Salary for News Editor
I am moving to a new location and have found an opening for an Evening News Video Editor (full time + benefits). One of the things they request is how much you expect to get paid. I've spend my entire career as an editor in the corporate/industrial world, and don't have the slightest as to what a "typical news video editor" makes. The job is in a fairly small market in Virginia, so it's like it's LA or NYC or something. I know this is a broad question, but does anyone have any insight as to what someone in this position might be paid? I'm just guessing here, but I think it somewhere along the lines of $35-50K, depending on skill level, years in the business, etc. Any other guesses?
It's going to depend on what that market is exactly, but I suspect your salary guess might be a little high.
You said it was a "fairly small market," and not "LA or NYC"... but that's still a fairly wide range.
Do you know what the DMA is exactly? If you don't, you can look it up here...
In my city, which is Huntsville, Alabama (and happens to be DMA #84) your estimated salary range is probably in the ballpark (although I seriously doubt any news editors here make $50K). It's been a while since I've been in the broadcast business, but my film production company does have several network TV stations as clients, so I think I can make an educated guess. I'd say in my particular market here, you're probably looking at $25K-$35K. It largely depends on the station and the owners. Here, the CBS station has a reputation for paying relatively well (they were a New York Times station until a recent sale), and there are guys and gals in the news department (shooters, producers, editors, on-air talent) that have been there 20+ years and are paid accordingly. Conversely, the ABC station here pays people dirt, practically has a revolving door in the news department, and it'd be surprising to find any employee who has been there more than a year (6 months would be more like it).
Obviously, the bigger the market, the better the pay (and the smaller, the worse). When you get up in the top 30-40 markets, an editor can expect a pretty decent salary, especially if it is a network station with a large staff in a competitive news market... it might even be a union job, depending on the particular station and market.
On the other end of the spectrum, if it is a very small market (say, DMA 100+), a mom-and-pop station, say Fox instead of one of the big three, in a city that only has a couple of stations and the news market isn't very competitive, then unfotunately a news editor is probably going to be little more than a minimum-wage job, populated by kids trying to "get in the business."

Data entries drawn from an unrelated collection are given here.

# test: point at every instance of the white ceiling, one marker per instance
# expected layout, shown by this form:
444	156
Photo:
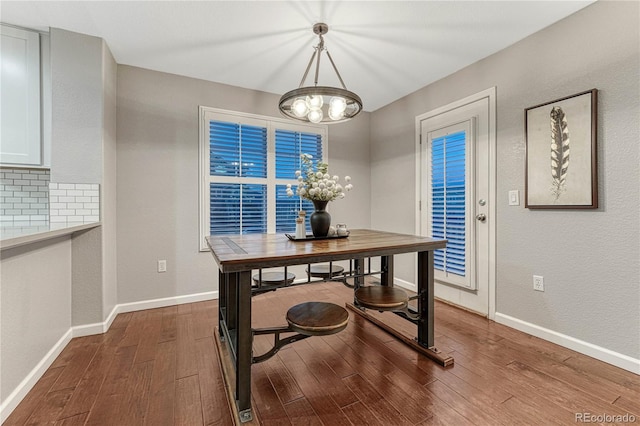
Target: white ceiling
384	50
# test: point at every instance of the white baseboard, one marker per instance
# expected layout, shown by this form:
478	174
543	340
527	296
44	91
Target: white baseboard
603	354
11	402
167	301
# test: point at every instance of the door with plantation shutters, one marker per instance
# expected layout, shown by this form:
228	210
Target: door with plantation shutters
456	202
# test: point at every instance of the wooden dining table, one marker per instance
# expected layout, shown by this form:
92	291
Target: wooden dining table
238	255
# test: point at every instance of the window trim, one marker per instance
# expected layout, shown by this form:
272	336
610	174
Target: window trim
271	123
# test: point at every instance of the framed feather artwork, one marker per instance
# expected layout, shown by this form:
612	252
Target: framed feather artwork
561	170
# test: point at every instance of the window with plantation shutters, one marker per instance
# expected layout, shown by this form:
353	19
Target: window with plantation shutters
246	163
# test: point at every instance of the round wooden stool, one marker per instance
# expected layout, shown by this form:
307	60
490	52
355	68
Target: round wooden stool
274	278
317	318
323	271
381	298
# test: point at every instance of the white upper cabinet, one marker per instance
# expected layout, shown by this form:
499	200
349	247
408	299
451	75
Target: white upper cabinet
21	135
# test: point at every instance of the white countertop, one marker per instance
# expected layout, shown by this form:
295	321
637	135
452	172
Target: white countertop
21	233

I don't know where exactly you are talking about, but unfortunately I think most of the markets in Virginia are relatively smallish... the Hampton Roads market is in the 40s, which is decent sized... but I think the next biggest market will be Richmond... which is in the 90s and that's beginning to get into small-market territory.

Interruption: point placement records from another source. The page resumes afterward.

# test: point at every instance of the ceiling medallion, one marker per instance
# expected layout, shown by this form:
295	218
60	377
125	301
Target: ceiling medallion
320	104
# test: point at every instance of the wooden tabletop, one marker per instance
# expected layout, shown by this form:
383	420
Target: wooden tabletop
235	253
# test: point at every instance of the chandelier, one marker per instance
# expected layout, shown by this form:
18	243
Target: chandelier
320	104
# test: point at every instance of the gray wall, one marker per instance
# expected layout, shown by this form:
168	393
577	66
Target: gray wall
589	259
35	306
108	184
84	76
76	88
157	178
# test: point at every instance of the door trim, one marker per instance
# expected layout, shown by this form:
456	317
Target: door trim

Fantastic Plastic Entertainment, Inc.
I have to agree with Todd, you might be thinkin' a bit to high of salary range. Especially if the DMA for your market is 100+. My DMA market is in the 150-160's and the News Editors we have are roughly earning $20,000 to $30,000; depending on talent, experience, education.
Most of the news staff we have are fresh out of college and this is their first paying job in the TV. Although these newbies are green, they cut their teeth in these small markets before fine-tuning their skills and moving onto bigger, better things. (I know of several reporter and photographer friends who have climbed the Market Ladder and now are anchors, reporters, and photographers in in top 40 markets.)

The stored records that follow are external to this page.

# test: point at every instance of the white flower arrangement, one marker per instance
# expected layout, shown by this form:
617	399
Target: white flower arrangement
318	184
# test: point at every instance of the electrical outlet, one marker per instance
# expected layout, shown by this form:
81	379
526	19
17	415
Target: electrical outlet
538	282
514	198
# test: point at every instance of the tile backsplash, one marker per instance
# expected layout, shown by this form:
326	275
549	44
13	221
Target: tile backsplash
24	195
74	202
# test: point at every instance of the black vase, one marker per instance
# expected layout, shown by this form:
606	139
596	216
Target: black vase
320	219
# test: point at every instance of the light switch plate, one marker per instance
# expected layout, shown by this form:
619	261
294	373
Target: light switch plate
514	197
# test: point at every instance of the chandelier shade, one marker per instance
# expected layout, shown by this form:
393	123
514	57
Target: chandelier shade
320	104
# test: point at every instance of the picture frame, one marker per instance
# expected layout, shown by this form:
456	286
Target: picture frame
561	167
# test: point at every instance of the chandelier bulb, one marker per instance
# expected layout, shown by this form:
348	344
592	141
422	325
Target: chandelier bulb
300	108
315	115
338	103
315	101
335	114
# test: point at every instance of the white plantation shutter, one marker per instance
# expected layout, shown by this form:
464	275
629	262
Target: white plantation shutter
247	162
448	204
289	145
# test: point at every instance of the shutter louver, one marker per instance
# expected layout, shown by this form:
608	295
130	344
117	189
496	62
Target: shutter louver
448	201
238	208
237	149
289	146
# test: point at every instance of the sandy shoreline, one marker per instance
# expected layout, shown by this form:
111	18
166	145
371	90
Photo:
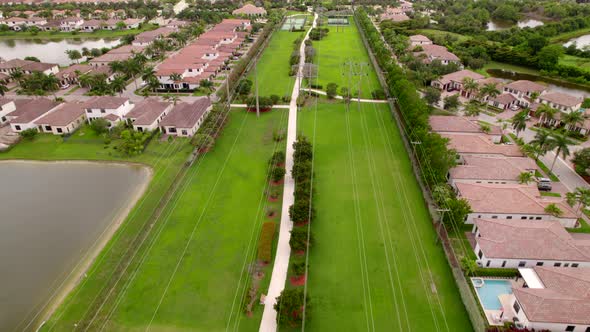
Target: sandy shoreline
76	275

But on the otherhand, small markets are a great place to learn other skills that will expand your talents. All of our editors know how to shoot news stories, write VOs and VoSOTs, run cameras and audio for multi-camera live shots, become voice talent for commercials and promotions and assist in other duties (like cheap actors in commercials). This learning other skills has promoted editors to producers and producers to reporters.
Heck, I started as a Part-time Editor/Photog at my first station. Learned how to shoot and developed an eye for great shots and then got a job as a FT News Photographer at a bigger market. Did that for a year and when I wasn't shooting news packages, I sat with Promotions and learned graphic design and effects. Which lead to me getting a job as a Creative Service Producer making commercials for local business.
Because I worked in smaller DMA markets stations, I am well versed in lots of different categories of TV and different software/hardware. (Which comes in real handy when you are trying to get get logos that were created in photoshop to work with your news ticker software.)
Sorry, guess I got to rambling a bit. But what smaller TV stations lack in pay they make up in more opportunities to learn other skills and other departments. Just don't be too shocked when the salary issues comes up in the interview and starting pay is $10/hr for the position.
One other note, look at where the tv station stands in competition with the other tv stations in that market. If its leading in that market, chances are they understand the value of hiring talented professionals and compensating them so that their station stays #1.
Hope this helps,
Nate, hope your sitting down for this. Im in the top 40 market (37-40) Competitive starting rate for an editor with 1 yr exp is 20k.... very lousy if you ask me. Its completely different in the post production world. In the news world editors are the bottom of the barrel.